Il Tar del Lazio ha annullato il decreto con cui il Ministero della Difesa aveva disposto la sospensione cautelare dal servizio del colonnello Fabio Cagnazzo, coinvolto nell’inchiesta della Procura di Salerno sull’omicidio del sindaco pescatore di Pollica, Angelo Vassallo.
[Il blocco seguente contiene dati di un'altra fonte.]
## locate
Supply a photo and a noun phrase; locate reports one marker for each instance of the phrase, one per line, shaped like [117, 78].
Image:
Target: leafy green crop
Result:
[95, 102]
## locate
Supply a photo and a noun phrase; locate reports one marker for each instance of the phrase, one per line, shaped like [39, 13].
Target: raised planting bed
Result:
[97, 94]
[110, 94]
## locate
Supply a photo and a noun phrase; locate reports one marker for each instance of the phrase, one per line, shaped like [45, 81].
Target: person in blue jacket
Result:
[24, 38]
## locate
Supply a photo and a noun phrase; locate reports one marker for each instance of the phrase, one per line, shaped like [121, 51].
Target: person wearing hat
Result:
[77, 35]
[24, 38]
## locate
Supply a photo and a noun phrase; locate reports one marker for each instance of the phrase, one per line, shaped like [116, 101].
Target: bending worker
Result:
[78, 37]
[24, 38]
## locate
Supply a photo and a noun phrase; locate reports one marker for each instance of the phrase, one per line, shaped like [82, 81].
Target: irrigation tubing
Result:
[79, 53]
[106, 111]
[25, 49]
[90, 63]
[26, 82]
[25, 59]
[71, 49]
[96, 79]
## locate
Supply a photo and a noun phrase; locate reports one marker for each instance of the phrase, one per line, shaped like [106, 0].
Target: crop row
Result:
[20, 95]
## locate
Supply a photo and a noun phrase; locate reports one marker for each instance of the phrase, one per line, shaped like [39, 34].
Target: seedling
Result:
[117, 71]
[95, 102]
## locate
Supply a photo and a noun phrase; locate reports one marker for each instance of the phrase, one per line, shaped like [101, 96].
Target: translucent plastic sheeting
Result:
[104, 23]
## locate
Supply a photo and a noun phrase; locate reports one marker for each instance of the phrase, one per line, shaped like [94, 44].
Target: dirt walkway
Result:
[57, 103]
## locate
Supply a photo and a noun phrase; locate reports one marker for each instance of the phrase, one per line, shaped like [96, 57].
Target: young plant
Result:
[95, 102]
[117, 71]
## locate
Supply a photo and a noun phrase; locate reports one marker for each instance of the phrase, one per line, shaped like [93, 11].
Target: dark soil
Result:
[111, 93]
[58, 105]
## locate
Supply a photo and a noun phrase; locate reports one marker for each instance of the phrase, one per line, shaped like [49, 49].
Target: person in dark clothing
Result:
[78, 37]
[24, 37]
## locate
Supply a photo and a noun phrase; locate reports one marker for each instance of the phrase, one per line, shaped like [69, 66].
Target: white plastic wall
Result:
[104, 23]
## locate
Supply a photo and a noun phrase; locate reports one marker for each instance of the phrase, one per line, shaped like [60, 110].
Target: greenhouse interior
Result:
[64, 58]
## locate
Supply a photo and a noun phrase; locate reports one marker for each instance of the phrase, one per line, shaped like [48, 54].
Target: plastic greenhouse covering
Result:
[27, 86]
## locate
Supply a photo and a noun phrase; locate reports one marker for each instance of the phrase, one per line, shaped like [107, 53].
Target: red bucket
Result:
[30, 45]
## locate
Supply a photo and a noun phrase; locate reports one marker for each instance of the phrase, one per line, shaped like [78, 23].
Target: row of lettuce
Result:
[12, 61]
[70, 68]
Omicidio Vassallo, il Tar annulla la sospensione dal servizio per il colonnello Cagnazzo
Il provvedimento ministeriale era stato adottato nell’ottobre del 2025 come misura precauzionale a seguito degli sviluppi dell’indagine giudiziaria. Già nel maggio del 2025, a otto mesi dall’arresto,
Cagnazzo era tornato in
libertà in seguito alla decisione del Tribunale del Riesame, che aveva
annullato l’ordinanza cautelare emessa dal gip di
Salerno.
La revoca delle misure aveva riguardato complessivamente quattro indagati: oltre al colonnello
Cagnazzo, anche l’imprenditore Giuseppe
Cipriano, l’ex collaboratore di giustizia Romolo
Ridosso e l’ex carabiniere Lazzaro
Cioffi.
L’attesa per la decisione sul rinvio a giudizio
Resta ora centrale l’esito della richiesta di rinvio a giudizio avanzata dalla Procura. La decisione degli inquirenti dovrebbe arrivare nel corso dell’udienza fissata per il prossimo 30 gennaio, passaggio ritenuto decisivo per gli sviluppi dell’inchiesta sull’omicidio di Angelo Vassallo.